Chapter 1: Product Features
June 30, 2008 AT Commands Reference Manual 1 -19
Character Sets
The following includes the references to various tables that provide conversions between the
different character sets.
CS1 - GSM to UCS2.
CS2 - ASCII to/from UTF8.
CS3 - UCS2 to/from UTF8.
For the full content of a specific conversion table, refer to Appendix A, Character Set Tables.

ASCII Character Set Management

The ASCII character set is a standard seven-bit code that was proposed by ANSI in 1963, and
finalized in 1968. ASCII was established to achieve compatibility between various types of data
processing equipment.

GSM Character Set Management

In G24, the GSM character set is defined as octant stream. This means that text is displayed not as
GSM characters but in the hex values of these characters.

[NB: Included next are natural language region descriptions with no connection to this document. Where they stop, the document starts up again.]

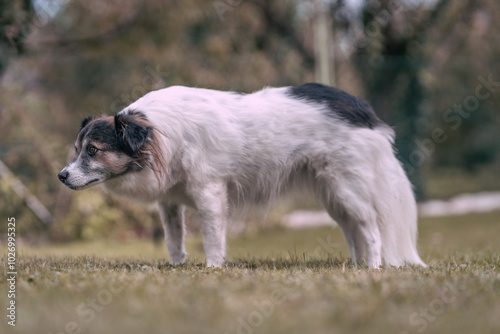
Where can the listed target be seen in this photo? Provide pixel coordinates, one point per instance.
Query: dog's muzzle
(63, 175)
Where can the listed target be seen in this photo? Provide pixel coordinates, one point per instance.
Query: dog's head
(108, 147)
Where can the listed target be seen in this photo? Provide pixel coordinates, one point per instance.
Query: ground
(276, 281)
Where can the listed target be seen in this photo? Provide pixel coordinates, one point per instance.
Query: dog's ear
(131, 133)
(86, 121)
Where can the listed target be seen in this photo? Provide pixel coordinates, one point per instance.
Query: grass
(276, 281)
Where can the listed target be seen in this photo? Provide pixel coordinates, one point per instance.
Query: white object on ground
(458, 205)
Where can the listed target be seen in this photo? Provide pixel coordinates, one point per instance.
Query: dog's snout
(63, 175)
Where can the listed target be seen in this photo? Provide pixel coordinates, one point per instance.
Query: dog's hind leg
(212, 206)
(357, 219)
(172, 217)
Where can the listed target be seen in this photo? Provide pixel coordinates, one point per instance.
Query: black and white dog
(221, 151)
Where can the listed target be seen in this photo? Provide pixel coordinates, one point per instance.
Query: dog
(220, 152)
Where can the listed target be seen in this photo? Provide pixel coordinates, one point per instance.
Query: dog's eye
(91, 150)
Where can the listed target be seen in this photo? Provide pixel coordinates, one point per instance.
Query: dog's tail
(395, 206)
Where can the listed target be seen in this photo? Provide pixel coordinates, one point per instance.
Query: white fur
(225, 151)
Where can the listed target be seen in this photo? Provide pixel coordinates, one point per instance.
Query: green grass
(276, 281)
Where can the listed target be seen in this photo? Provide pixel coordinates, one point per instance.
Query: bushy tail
(396, 207)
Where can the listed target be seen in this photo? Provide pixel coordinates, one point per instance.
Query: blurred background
(430, 68)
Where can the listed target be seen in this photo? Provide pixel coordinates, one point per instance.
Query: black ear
(131, 133)
(86, 121)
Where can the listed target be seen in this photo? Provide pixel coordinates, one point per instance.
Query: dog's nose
(63, 175)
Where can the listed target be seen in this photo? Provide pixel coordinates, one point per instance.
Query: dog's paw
(177, 259)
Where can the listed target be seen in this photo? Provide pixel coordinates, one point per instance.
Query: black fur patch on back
(340, 104)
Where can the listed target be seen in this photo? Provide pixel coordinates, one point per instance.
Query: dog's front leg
(172, 217)
(211, 202)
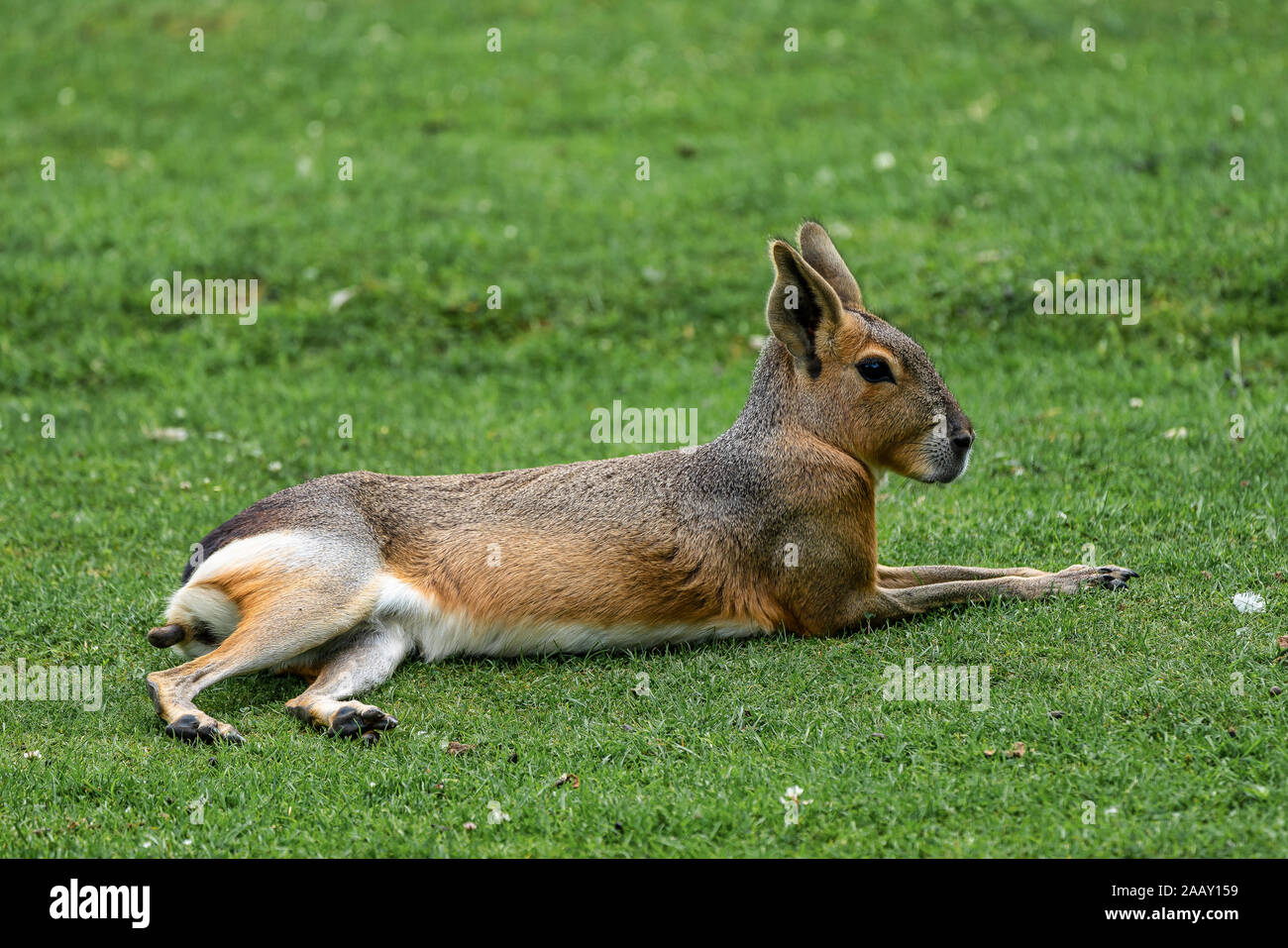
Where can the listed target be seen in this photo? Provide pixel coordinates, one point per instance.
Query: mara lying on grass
(342, 579)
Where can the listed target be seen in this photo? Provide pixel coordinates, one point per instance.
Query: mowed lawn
(518, 170)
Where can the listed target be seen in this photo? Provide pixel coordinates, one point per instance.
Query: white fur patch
(202, 604)
(439, 634)
(279, 549)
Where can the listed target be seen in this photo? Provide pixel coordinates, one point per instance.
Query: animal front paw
(1081, 576)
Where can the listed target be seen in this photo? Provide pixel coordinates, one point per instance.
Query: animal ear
(820, 254)
(802, 305)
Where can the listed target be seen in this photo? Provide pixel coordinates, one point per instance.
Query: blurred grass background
(516, 168)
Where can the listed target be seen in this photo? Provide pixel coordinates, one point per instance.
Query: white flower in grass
(1248, 601)
(793, 802)
(494, 814)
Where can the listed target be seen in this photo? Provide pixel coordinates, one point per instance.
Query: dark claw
(377, 719)
(183, 728)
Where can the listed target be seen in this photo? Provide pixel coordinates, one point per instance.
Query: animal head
(858, 382)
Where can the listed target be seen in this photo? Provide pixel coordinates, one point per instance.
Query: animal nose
(961, 440)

UCS2 Character Set Management

UCS2 is the first officially standardized coded character set, eventually to include the characters
of all the written languages in the world, as well as all mathematical and other symbols.
Unicode can be characterized as the (restricted) 2-octet form of UCS2 on (the most general)
implementation level 3, with the addition of a more precise specification of the bi-directional
behavior of characters, as used in the Arabic and Hebrew scripts.
The 65,536 positions in the 2-octet form of UCS2 are divided into 256 rows with 256 cells in
each. The first octet of a character representation denotes the row number, the second the cell
number. The first row (row 0) contains exactly the same characters as ISO/IEC 8859-1. The first
128 characters are thus the ASCII characters. The octet representing an ISO/IEC 8859-1 character
is easily transformed to the representation in UCS2 by placing a 0 octet in front of it. UCS2
includes the same control characters as ISO/IEC 8859 (also in row 0).

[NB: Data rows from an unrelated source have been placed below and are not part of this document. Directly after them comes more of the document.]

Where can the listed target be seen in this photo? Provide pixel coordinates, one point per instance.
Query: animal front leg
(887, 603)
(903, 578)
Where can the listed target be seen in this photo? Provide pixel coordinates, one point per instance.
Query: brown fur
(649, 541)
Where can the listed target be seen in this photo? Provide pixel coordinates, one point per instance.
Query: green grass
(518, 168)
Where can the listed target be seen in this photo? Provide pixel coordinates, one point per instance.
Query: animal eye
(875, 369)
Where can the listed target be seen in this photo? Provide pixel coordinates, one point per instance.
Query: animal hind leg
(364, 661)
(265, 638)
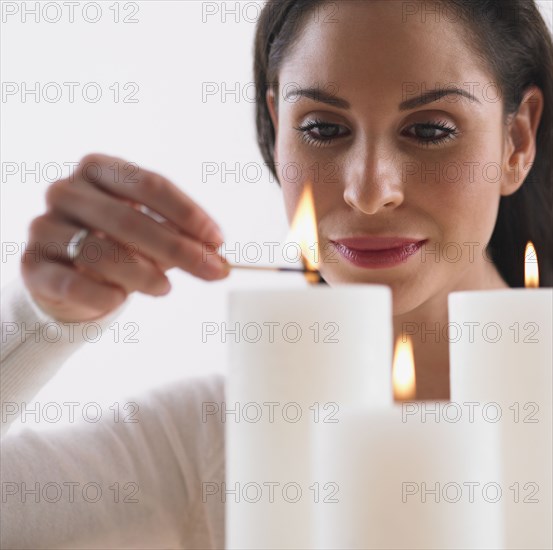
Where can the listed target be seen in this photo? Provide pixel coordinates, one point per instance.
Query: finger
(68, 292)
(134, 183)
(107, 260)
(83, 204)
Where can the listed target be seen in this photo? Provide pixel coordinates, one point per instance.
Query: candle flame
(403, 371)
(531, 270)
(303, 230)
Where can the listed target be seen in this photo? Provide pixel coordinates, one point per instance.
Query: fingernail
(218, 235)
(216, 266)
(166, 288)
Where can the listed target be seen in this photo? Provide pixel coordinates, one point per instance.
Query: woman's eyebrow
(317, 94)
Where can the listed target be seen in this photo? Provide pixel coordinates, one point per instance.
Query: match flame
(531, 270)
(403, 371)
(303, 229)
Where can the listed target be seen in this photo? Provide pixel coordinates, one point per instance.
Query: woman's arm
(117, 483)
(34, 347)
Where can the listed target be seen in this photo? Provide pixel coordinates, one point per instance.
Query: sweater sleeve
(117, 484)
(34, 347)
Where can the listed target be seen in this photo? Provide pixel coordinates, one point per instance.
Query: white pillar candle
(501, 359)
(329, 347)
(417, 476)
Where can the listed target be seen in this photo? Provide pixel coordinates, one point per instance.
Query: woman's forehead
(370, 48)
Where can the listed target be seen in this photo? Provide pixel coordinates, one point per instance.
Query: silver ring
(75, 245)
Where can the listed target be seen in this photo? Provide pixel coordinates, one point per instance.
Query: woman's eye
(432, 133)
(319, 133)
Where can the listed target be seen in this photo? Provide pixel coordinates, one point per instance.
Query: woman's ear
(520, 150)
(271, 104)
(270, 98)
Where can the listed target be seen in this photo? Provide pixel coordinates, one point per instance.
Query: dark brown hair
(512, 38)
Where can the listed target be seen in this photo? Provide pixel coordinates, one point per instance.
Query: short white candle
(408, 479)
(501, 359)
(330, 347)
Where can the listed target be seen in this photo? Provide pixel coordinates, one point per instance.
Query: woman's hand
(125, 250)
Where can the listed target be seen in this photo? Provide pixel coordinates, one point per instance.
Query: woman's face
(380, 166)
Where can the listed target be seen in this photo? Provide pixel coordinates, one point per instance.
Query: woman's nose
(373, 182)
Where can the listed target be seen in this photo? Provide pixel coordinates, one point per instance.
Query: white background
(170, 52)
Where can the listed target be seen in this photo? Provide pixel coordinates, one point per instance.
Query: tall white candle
(329, 347)
(501, 359)
(417, 476)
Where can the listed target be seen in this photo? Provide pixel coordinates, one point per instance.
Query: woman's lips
(377, 252)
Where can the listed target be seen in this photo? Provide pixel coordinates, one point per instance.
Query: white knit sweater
(105, 484)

UTF-8 Character Set Management

UTF-8 provides compact, efficient Unicode encoding. The encoding distributes a Unicode code
value's bit pattern across one, two, three, or even four bytes. This encoding is a multi-byte
encoding.
UTF-8 encodes ASCII in a single byte, meaning that languages using Latin-based scripts can be
represented with only 1.1 bytes per character on average.
UTF-8 is useful for legacy systems that want Unicode support because developers do not have to
drastically modify text processing code. Code that assumes single-byte code units typically does
not fail completely when provided UTF-8 text instead of ASCII or even Latin-1.